Let’s take the long division as an example. In the outcomes-based syllabuses of the state of New South Wales, the outcome connected with the learning of long division is this:
NS3.2 Selects and applies appropriate strategies for multiplication and division
Long division is only one part of that of course. Yet it’s only when you go into the content that you see what the NSW Mathematics Syllabus demands. Embedded within this are a whole range of skills, including:
- estimating
- selecting appropriate strategies (yes, long division is not always the best way)
- using operations in real-life situations
- checking answers in the original situation
- giving valid reasons for an answer, etc., etc.
These skills are all tied in with the five outcomes that make up the Working Mathematically strand of the syallabus. It’s the embedding of these skills into the learning that make this syllabus a marked improvement on the old one (which was exceptional for its time).
So where am I going with all of this? Well, the point I’m looking to make is this. The shift needs to be away from a focus on learning content, and being satisfied we’ve achieved as teachers because our children know the content. After all, new content is produced at an alarming rate; we cannot begin to imagine everything that our children will need to know when they leave school. The shift needs to be towards learning essential content through the mastery of lifelong learning skills. If children know how to learn, and value learning, then that is what will make them a valuable commodity in the labour market of the future, because they will be able to apply themselves to what needs to be done.

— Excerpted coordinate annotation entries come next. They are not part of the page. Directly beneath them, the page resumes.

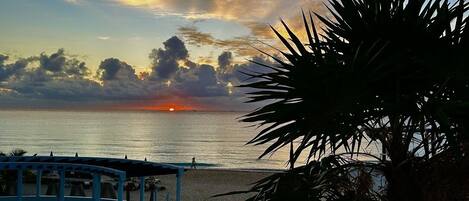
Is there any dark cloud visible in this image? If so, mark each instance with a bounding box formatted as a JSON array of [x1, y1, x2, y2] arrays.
[[149, 36, 189, 80], [97, 58, 137, 81], [0, 54, 29, 82], [218, 52, 233, 69], [178, 26, 262, 56], [0, 37, 271, 110], [173, 64, 228, 97], [39, 49, 66, 72]]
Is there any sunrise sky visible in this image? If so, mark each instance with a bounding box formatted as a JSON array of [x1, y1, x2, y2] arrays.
[[0, 0, 324, 111]]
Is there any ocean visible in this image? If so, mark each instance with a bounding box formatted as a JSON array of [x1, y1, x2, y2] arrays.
[[0, 110, 296, 169]]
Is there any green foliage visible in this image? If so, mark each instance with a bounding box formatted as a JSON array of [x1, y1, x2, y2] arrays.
[[242, 0, 469, 200]]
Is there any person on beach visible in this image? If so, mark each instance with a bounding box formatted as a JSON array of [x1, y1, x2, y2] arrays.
[[191, 157, 197, 169]]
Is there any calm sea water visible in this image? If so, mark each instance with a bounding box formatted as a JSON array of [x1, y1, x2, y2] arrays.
[[0, 111, 294, 169]]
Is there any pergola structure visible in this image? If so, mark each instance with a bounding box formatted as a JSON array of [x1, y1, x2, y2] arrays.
[[0, 156, 184, 201]]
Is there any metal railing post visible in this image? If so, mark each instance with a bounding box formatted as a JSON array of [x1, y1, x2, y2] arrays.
[[16, 169, 23, 201]]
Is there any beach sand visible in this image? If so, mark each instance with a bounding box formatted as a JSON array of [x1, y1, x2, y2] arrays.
[[150, 169, 272, 201], [18, 169, 273, 201]]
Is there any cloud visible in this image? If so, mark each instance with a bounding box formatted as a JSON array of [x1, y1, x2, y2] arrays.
[[117, 0, 322, 22], [65, 0, 79, 4], [97, 58, 137, 81], [97, 36, 111, 40], [0, 37, 278, 109], [149, 36, 189, 79], [0, 54, 29, 82], [178, 26, 259, 56], [117, 0, 328, 56]]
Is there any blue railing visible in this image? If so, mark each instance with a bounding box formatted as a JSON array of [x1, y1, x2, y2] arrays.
[[0, 162, 126, 201]]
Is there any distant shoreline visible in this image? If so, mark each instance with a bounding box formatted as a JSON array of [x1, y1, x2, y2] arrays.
[[0, 107, 249, 113]]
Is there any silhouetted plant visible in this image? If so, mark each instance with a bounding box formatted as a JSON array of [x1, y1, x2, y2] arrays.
[[242, 0, 469, 200]]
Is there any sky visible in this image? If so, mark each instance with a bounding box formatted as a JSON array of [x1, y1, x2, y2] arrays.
[[0, 0, 325, 111]]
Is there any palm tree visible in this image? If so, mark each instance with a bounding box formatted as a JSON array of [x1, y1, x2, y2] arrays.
[[242, 0, 469, 200]]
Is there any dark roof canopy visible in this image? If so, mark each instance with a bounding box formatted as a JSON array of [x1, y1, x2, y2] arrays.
[[0, 156, 182, 177]]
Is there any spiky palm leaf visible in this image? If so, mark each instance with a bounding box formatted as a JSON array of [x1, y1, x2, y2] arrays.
[[243, 0, 469, 200]]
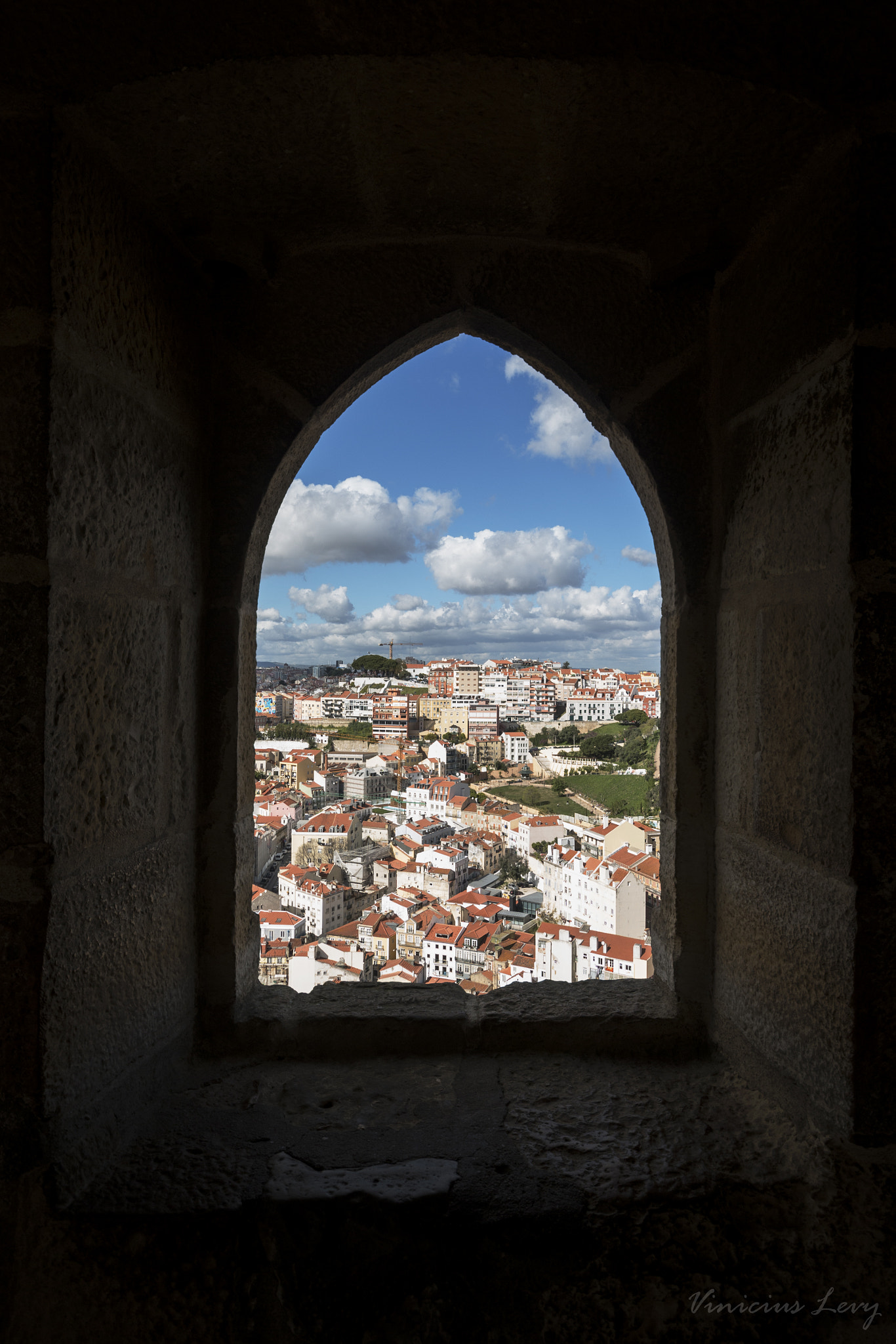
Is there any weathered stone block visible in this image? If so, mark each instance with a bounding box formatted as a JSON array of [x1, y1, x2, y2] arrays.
[[713, 832, 856, 1133]]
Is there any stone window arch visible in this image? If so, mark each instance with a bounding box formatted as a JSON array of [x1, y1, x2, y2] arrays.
[[226, 309, 687, 996]]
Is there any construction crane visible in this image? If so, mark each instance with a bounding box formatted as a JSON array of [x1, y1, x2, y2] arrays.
[[377, 640, 423, 660]]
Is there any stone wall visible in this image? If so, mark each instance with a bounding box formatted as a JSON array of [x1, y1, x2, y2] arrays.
[[0, 8, 896, 1344], [41, 133, 208, 1179]]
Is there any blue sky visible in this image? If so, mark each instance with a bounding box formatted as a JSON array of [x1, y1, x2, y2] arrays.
[[258, 336, 660, 668]]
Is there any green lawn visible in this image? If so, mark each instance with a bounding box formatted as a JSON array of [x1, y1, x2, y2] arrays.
[[567, 774, 653, 817], [489, 784, 587, 816]]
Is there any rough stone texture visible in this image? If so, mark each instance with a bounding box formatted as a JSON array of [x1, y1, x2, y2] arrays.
[[41, 145, 201, 1189], [9, 1055, 896, 1341], [0, 10, 896, 1344]]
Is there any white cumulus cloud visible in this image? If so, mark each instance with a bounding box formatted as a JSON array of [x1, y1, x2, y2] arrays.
[[619, 545, 657, 564], [289, 583, 355, 625], [258, 583, 661, 668], [504, 355, 615, 463], [426, 527, 592, 597], [263, 476, 462, 574]]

I can take my own experience as a rough example. When I started school, there were no computers, so there definitely weren’t any Learning Technology Coordinators. When computers were introduced, I learnt how to type, how to word process on the old Apple program Multiscribe, played Sim City, eventually used a PC once I got to uni, etc. Yet once I actually became an LTC (after already teaching for a little while), none of the software I’d learnt as a child was going to help me - it wasn’t there. My primary school wasn’t networked in 1989, we could only save our own data on magnetic disks… you get the picture. A lot of what I do now has been learnt through getting a taste from someone, somewhere, perceiving that it’s something we need as a school (and consequently that I need to learn), and having an interest in playing around till I get the hang of it. One of these days, we LTCs will have done ourselves out of a job, because using computers in classrooms will be as common as writing on a chalkboard, and I’ll be looking for the next thing I need to learn.